Watts’ MU history colleagues Robert Collins and John Bullion each read chapters of the book before it was published.

“They made some suggestions and offered criticism,” Watts said.

“The book reminds one that here is someone who changed the world,” said Collins. “It is often easy to forget that there are such people who really do that.”

Bullion said Watts’ book will be recognized as “the definitive study of a man who had a greater impact upon the lives of people around the world than most presidents. (Watts) brilliantly describes how Ford was both a product of his culture and a molder of it.”

Watts, who took five years to write the book, researched the automobile giant at the Henry Ford Museum in Greenfield Village.

In September, Watts will set out on a two-month nationwide book tour, appearing at book signings, discussions and interviews.

A book signing at MU will be from 3 to 4 p.m. Sept. 13 at University Bookstore.

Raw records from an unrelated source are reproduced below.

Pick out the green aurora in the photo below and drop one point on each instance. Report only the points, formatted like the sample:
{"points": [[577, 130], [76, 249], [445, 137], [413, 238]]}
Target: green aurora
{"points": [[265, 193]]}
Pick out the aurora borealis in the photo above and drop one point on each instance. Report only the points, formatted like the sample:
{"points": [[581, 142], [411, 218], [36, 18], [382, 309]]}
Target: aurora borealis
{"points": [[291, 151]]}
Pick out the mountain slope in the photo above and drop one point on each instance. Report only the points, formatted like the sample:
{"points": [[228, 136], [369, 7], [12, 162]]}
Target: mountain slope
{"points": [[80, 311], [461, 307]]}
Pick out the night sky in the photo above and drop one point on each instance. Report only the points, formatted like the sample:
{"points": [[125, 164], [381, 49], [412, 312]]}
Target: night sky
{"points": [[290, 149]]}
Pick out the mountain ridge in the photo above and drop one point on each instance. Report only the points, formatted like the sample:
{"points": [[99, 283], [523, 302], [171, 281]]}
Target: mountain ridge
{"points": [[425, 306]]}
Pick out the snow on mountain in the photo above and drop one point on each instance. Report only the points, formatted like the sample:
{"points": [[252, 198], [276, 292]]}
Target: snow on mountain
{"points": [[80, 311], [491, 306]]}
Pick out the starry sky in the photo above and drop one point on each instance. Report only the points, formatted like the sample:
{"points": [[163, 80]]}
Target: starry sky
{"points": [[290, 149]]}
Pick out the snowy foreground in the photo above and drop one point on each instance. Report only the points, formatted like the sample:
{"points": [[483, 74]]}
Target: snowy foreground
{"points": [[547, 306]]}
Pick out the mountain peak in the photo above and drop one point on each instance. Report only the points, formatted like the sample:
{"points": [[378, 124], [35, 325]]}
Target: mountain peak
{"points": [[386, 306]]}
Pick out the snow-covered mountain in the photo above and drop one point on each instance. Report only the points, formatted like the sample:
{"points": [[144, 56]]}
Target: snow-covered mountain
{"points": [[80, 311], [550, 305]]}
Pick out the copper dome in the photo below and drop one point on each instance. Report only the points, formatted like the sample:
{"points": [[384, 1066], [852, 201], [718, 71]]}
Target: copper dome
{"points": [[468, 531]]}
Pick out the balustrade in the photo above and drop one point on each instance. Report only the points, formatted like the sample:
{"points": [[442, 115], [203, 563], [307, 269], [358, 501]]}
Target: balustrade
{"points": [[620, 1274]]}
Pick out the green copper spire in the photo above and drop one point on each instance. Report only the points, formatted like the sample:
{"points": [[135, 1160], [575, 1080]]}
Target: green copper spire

The Ford book is Watts’ fourth; his first two publications covered the early American Republic and were aimed at a professional audience. He is now working on a book about publishing magnate Hugh Hefner.

Watts said he is motivated to write because of intellectual curiosity and the joy of writing. He said that whereas his first two books were aimed at a smaller niche audience, his last two books — about Disney and about Ford — have broader appeal.

“When you write books that more people can relate to, you get good reviews and wider appreciation,” Watts said. “… You get the best of both worlds.”